Concernant le principe de précaution, cité dans la « motion TTIP » rixensartoise, précisons que la protection de la vie et de la santé des personnes et des animaux ou la préservation des plantes sont explicitement mentionnées dans la partie sur les mesures sanitaires et phytosanitaires (chapitre 5, article 5.2). Le CETA comprend l’exception de l’article XIV du GATS précisant que rien ne peut empêcher les parties de prendre des mesures visant à protéger la santé et la vie des personnes et des animaux ou la préservation des végétaux (article 28.63). Il comprend aussi l’exception de l’article XX du GATT, au libellé quasiment identique que le précédent (chapitre 28, exceptions, article 28 (3)). Par ailleurs, dans le cadre du CETA, l’UE et le Canada se sont accordés pour mettre en place un forum de coopération réglementaire. Le but n’est certainement pas de niveler par le bas, bien au contraire. La fonction de ce forum sera d’aider et de conseiller les législateurs et les autorités de réglementation par l’échange d’expériences et d’informations utiles. Il n’aura aucun pouvoir décisionnel. À noter également que chaque partie peut se rétracter à tout moment (chapitre 21, article 21, 2 (6)). Difficile de faire mieux.
Concernant la protection des données, le CETA ne peut porter atteinte au cadre juridique européen. L’accord comprend l’exception de l’article XIV du GATS (chapitre 28, article 28.3).
Le CETA prévoit des garanties solides sur la protection des services publics. Un monopole peut opérer à tous les niveaux (national, régional, local) et cette protection s’applique à tous les secteurs, sauf les services informatiques et de télécommunication (voir la réserve sur les services d’utilité publique de l’annexe II)
Le CETA prévoit également une protection transversale des nouveaux services, la protection du statut des mutuelles, le maintien de la politique de soutien aux médicaments génériques, la lutte contre la fraude et l’évasion fiscales, l’inclusion d’une clause sur les droits de l’homme juridiquement contraignante, etc.
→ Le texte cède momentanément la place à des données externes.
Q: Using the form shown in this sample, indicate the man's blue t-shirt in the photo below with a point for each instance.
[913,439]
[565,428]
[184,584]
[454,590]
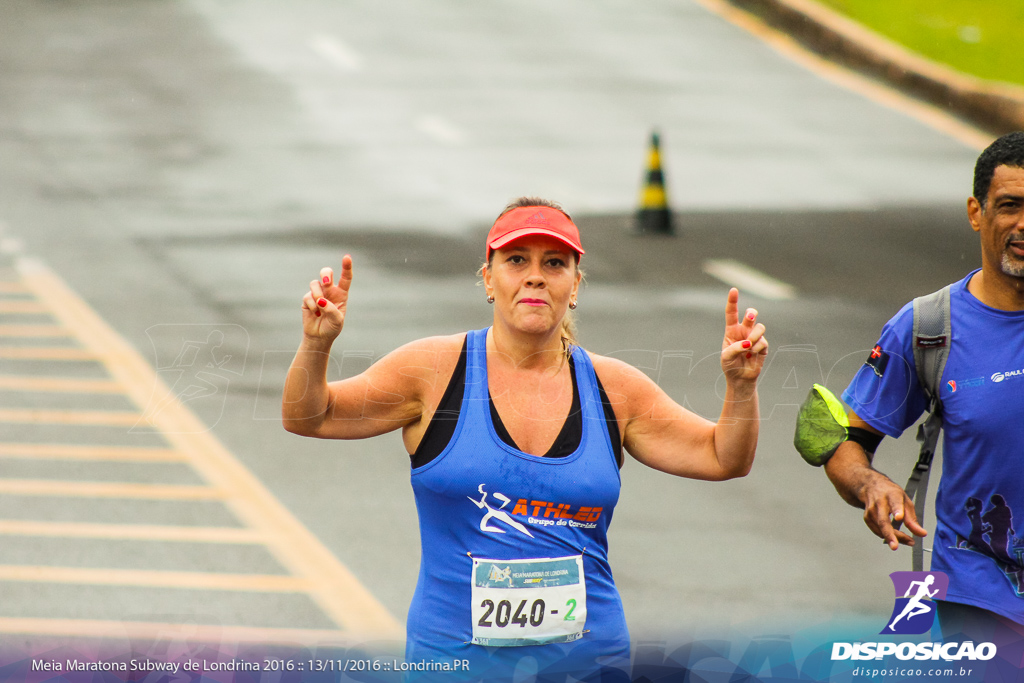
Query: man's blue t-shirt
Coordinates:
[979,535]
Bref, le CETA est un exemple de traité de libre-échange conclu entre des parties de niveau de développement élevé et comparable et, le moins qu’on puisse, c’est que l’exercice de négociation auquel il a donné lieu, colossal, démontre qu’il est possible de parvenir à un accord en respectant strictement la liberté réglementaire de chacune des parties, tout en consolidant les garanties de protection de nos consommateurs et de notre environnement.
Il nous semblait utile de préciser ces quelques points afin d’éclairer le citoyen lambda. Une Commission européenne qui abat un travail plus qu’appréciable mais qui reste dans sa tour d’ivoire sans comprendre à quel point il faut communiquer sur ces matières. Des opinions publiques déboussolées. Et des Che Guevaras très en pointe en matière de communication.